Yolun hemen üstündeki bölgeye hâkim tepede askeri amaçlarla kullanıldığı düşünülen ve Karakol olarak adlandırılan yapı kompleksi ile karşılaşıyoruz. Bu yapı kompleksi, bir avlunun çevresinde kayalara oyulmuş mekânlardan ve bir sarnıçtan oluşuyor.
Sağımızda gözetleme amacıyla kullanıldığı düşünülen bir kaya kule ve hemen önünde kayaya oyulmuş mezar yerleri...
Rehberimiz, Necmettin Erbakan Üniversitesi Öğretim Görevlisi Dr. Halil İbrahim Çelik anlattıkça, üzerinde dolaştığımız kayalar dile geliyor. Burun Harman Mevkiindeki içi yağmur sularıyla dolu mekânın bir zamanlar bir şapel olduğunu öğreniyoruz. Hazine arayıcıları tarafından dinamitle patlatılıp tavanından ayrılmadan önceki halini gözümüzde canlandırmaya çalışırken tarihi, doğayı, kültürü koruyarak dönüştürmenin yolları üzerine kafa yoruyoruz.

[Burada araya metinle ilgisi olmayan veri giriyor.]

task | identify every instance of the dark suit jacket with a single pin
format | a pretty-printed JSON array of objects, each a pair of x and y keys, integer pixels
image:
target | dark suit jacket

Kilistra doğumlu bir tarihçi olan Dr. Çelik, aynı zamanda Kilistra (Gökyurt) Kültür ve Turizm Derneği'nin yönetim kurulu üyesi... Taşı toprağı okşarcasına attığı her adımda, bölgenin tarihi hakkında bilgi verirken, yapılan araştırmalardan söz ediyor. Son yıllarda akademik dünyanın bölgeye ilgisinde artış olsa da, bakımsızlık ve yanlış kullanım nedeniyle özellikle geleneksel Türk mimarisinin son derece güzel örneklerini yansıtan yığma taş evlerin nasıl hızla kaybedildiğini konuşarak Burun Harmanlar mevkiindeki Kral Mezarları’na doğru ilerliyoruz.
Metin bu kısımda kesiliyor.